Como persona que tiene lo contrario al síndrome de Diógenes, los cambios de armario me encantan porque son una oportunidad perfecta para dar salida a todo lo que no necesito y donarlo a los que sí.

En esas limpias de ropa sólo me quedo con lo que seguro sé que me voy a poner y, como en cada cambio de estación, salen a la luz mis piezas favoritas de la temporada. Este Otoño las elegidas son:

 

La falda de flores de Little UFO.

Aún me acuerdo de la primera vez que vi a Alba (la persona detrás de todo lo bonito de esta marca), en persona. Llevaba mucho tiempo siguiendo su cuenta de Instagram y para mí, antes de ser Alba, era @disfrazdetigre y yo, su mayor admiradora.

Estaba trabajando en el Starbucks poniendo cafés cuando entró ella pidiendo un chai tea latte. A mí, en mi torpeza, me salió decirle con sorpresa: ¡Eres Disfraz de Tigre! Desde ese momento nos desvirtualizamos y nuestra amistad trascendió más allá de las redes.

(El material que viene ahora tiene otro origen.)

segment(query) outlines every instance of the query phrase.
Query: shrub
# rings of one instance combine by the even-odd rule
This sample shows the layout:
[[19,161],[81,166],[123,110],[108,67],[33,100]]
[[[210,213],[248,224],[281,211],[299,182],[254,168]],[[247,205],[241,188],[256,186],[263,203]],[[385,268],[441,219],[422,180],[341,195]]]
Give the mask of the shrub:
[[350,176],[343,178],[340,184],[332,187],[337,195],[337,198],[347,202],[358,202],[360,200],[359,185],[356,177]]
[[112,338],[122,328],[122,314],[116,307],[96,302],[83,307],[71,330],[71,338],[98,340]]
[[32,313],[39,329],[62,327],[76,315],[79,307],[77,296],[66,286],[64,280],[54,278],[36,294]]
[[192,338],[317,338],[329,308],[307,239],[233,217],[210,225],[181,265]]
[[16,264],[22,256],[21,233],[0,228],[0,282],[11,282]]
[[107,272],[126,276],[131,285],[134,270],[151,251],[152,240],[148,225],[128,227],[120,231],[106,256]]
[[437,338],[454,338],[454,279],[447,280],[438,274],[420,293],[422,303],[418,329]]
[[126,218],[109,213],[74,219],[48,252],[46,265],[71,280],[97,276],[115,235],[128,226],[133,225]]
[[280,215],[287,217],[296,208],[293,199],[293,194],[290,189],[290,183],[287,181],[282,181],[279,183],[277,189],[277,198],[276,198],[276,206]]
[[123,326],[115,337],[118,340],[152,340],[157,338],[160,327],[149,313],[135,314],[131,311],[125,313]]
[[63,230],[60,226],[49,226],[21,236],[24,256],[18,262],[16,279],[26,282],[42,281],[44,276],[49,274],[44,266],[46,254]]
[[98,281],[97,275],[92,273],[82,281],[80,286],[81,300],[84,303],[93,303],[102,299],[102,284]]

En estos años, Alba ha lanzado su propia marca de ropa y accesorios hechos a mano y cosidos por ella misma y de la que yo soy muy fan: Little UFO.

De entre sus productos, mi favorito y con el que no me puedo sentir más representada, es la falda Margot. Como creo que el talento merece reconocimiento y que no hay nada más bonito que apoyar a quien emprende, se la he comprado y coronado falda favorita para este Otoño.

 

 

El sombrero Bailey 

Nunca hubiera imaginado posible verme guapa con un sombrero ni siendo capaz de comprarme uno. Me pasa con todos los accesorios para la cabeza que acabo sintiendo que voy disfrazada (y nada más lejos de la realidad).

El año pasado me lancé y me compré un sombrero gris bueno de la marca Bailey porque ya que haces algo, hazlo bien.

 

 

Combinado con un suéter de cuello alto y la falda Margot, he aquí el look otoñal definitivo.

 

 

Los botines de &Other Stories

Estoy haciendo un esfuerzo enorme en ser mayor y dejar de usar Vans para todo. Como me pasaba con el calzado de verano, no me resulta fácil encontrar zapatos con los que me sienta 100% yo misma. Siempre me veo algo rara aunque no me doy por vencida en mi búsqueda.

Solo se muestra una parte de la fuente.